There are a lot of reasons why this makes no intuitive sense and one of them is simply that nobody in their right mind would take a temporary government job doing the census over a full time job (with benefits) offer in the private sector. Plus, there should be no problem at all for firms in the private sector to fill their labour needs given the enormous volume of potential supply — the total supply of available labour in the U.S.A. now exceeds over 20 million (and was actually drawn down by 500,000 last month, so I don’t see how this fits in with the ‘crowding-out’ theory).
Construction employment fell 35k last month. Did these builders really leave to work door to door for the government? Or did the housing industry come to a standstill as the tax credits expired?
The financial sector laid off 12k last month — did investment bankers really leave to work for the Census?
State and local governments fired 22k — tell me, these folks voluntarily left their full-time jobs at this level of government to go and take on a Census job?
Give me a break!
Plus, it is extremely difficult to run regressions from prior Census years because 1990, 1980, 1970 and 1960 were all recessions, so it goes without saying that private payrolls were extremely weak. Seems to me that this analysis would have been more credible if it was released before the data than after — this is akin to trying to fit the facts to the number.
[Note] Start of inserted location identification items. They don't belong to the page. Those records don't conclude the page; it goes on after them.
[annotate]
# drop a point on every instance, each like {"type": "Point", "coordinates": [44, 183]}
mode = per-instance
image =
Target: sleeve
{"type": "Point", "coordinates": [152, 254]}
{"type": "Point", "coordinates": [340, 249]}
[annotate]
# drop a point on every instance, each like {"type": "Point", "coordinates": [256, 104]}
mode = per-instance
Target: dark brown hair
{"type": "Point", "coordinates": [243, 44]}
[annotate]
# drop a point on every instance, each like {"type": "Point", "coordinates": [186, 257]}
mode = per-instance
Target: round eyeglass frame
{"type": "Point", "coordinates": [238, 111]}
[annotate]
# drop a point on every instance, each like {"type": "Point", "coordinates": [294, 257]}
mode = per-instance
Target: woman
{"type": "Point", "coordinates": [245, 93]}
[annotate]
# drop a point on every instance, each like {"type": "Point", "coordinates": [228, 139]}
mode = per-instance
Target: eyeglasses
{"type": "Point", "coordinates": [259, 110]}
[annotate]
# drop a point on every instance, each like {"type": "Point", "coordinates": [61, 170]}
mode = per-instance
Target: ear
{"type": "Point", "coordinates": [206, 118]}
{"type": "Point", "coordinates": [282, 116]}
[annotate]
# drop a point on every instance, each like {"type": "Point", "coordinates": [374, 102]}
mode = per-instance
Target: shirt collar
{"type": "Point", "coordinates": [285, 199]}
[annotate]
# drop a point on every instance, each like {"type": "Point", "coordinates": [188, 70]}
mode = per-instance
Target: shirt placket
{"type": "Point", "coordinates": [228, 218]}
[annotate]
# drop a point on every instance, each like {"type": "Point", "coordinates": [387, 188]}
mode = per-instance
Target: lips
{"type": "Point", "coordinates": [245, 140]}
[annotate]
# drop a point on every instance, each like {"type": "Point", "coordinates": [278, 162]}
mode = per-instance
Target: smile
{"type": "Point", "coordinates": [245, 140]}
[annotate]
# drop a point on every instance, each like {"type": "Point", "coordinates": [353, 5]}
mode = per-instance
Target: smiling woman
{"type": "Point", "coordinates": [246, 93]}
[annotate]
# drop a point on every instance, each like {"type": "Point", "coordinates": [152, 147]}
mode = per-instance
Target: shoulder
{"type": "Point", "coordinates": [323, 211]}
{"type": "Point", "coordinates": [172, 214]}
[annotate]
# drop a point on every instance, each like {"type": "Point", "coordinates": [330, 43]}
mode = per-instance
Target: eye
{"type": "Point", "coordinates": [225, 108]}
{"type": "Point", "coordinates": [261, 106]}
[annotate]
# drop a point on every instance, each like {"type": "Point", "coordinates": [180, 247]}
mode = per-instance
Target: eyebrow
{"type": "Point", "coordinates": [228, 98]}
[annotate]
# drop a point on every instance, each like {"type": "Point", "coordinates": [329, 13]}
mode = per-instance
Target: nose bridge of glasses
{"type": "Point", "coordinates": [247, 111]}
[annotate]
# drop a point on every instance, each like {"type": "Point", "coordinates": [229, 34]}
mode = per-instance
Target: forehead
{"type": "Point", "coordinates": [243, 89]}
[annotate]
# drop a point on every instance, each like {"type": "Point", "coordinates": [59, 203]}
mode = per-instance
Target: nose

In addition, ‘crowding out’ is a process, not something anyone should be viewing for a one-month wonder. Yes, we typically get a “pop” in private payrolls in the June of a Census year but then it tails off in July. So, I’m not really sure this does anything to solve the debate as to what the real contours are shaping the U.S. labour market. I still think the stalling out in initial jobless claims, at around 460k, is a big story and they are part of the Conference Board’s index of leading economic indicators.
Bottom line: the anti-government crowding out rhetoric is nonsense right now. The government isn’t crowding out anything. The private sector simply isn’t hiring workers.
We have 15 million people who are unemployed, 6.7 million of whom have been unemployed for over 26 weeks. There are an additional 8.8 million people who are working part-time purely for economic reasons and an additional 1.1 million people who are labelled as marginally-attached discouraged workers. There is an enormous supply of labour the private sector can choose from.
Think of it this way. Per capita income in the United States is just under $40,000 per year. So total lost economic output can be calculated as follows:
- $40,000 * 15 million unemployed = $600 billion
- $20,000 * 8.8 million part timers = $176 million (let’s assume they are half-time employees who could be full time employees)
- $20,000 * 1.1 million discouraged = $22 billion (let’s assume they could be half-time employees)
Total lost output and income per year? About $800 billion. Of course, some would argue there is always some lost output via frictional unemployment as people change locations, professions, etc. Fair enough. Let’s haircut the figure a massive 25% then, down to $600 billion for argument’s sake.
Are you telling me we should be worrying about crowding out right now when $600 billion in income is being lost? That doesn’t make any sense to me.
While I still think we could see some decent private sector jobs gains by year’s end, I can’t get my head around the concept of government stealing jobs from the private sector when there are some 25 million people who are underemployed. The crowding out story is total nonsense.